CSE 374, Lecture 9: Intro to C, continued

Arrays

We briefly introduced pointers and arrays last lecture. Arrays are a contiguous chunk of memory, each element having some type. You can declare and access an array using the square bracket syntax like we used in Java.

    // Declaring an array of 3 ints.
    int arr[3];
    // Set 2nd element of the array to 123.
    arr[1] = 123;

                ---------------------------------
    memory ... | | | | | | ? | 123 | ? | | | | | | ...
                ---------------------------------
                           ^
                index in address space = 3840

                ------
           arr | 3840 |
                ------

What's actually going on in memory, and what does "arr" actually refer to? The array is a contiguous chunk of memory, and the ADDRESS of the START that chunk of memory is stored in the variable "arr". This is important: "arr" doesn't actually store the array itself, it just stores the pointer for where to FIND the beginning of the array.

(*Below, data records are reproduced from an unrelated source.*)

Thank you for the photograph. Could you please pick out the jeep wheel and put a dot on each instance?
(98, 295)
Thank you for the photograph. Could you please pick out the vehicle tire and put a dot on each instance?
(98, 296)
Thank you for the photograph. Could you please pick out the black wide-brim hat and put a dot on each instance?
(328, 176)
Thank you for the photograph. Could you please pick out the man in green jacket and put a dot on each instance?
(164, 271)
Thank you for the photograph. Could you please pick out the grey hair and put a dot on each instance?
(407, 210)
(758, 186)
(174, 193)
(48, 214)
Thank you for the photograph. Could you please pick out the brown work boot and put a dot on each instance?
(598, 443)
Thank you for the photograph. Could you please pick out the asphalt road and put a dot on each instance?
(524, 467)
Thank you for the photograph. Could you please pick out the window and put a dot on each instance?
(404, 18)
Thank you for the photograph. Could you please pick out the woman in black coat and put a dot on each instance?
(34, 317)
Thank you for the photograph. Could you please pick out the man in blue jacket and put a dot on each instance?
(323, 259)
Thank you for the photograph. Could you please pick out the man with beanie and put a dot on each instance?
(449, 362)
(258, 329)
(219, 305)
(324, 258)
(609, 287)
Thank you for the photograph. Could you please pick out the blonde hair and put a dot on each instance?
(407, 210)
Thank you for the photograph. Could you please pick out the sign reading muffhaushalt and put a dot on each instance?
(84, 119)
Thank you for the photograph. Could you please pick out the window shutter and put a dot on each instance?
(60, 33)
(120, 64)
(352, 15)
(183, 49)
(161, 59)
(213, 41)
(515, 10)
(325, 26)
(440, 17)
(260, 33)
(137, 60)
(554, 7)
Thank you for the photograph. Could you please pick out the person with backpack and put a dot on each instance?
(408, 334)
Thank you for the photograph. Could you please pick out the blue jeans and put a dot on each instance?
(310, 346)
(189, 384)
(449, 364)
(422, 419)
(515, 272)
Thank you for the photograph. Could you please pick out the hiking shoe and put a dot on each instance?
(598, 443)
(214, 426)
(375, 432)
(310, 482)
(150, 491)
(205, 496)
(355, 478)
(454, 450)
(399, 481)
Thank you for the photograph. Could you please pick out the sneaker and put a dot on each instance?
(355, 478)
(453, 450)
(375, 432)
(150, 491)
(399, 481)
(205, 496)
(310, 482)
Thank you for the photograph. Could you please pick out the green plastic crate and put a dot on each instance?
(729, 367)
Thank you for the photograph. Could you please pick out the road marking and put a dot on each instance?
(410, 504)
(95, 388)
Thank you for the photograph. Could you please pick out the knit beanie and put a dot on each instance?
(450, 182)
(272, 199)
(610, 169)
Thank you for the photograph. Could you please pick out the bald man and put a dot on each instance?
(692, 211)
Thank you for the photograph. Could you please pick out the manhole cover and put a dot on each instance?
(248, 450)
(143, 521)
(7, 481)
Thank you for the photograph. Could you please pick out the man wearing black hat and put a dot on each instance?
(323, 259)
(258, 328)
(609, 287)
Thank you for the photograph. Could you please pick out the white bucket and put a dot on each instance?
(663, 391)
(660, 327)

Gotcha: arrays that are declared on the stack (like in the example here) must have a constant size so that the compiler knows how much space to reserve for it. If you need a dynamically-sized array or a very large array, you should store the array on the heap (more in a future lecture).

Since an array variable actually stores an address, which is what a pointer does, you will see that pointers can also be used to refer to arrays. This is called "implicit conversion".

    int array[100];
    int *arrayPtr = array;
    arrayPtr[10] = 123;

With either syntax, you use the "[10]" bracket notation to indicate an offset from that starting address. People sloppily say that "arrays and pointers are the same thing in C" - this is not exactly true but you can use them interchangeably most of the time.

Gotcha: arrays are not initialized with 0's like they are in Java. The array will store whatever random bits were already present at that position in memory. If you want the array to be truly empty, you will have to store 0's in the array manually.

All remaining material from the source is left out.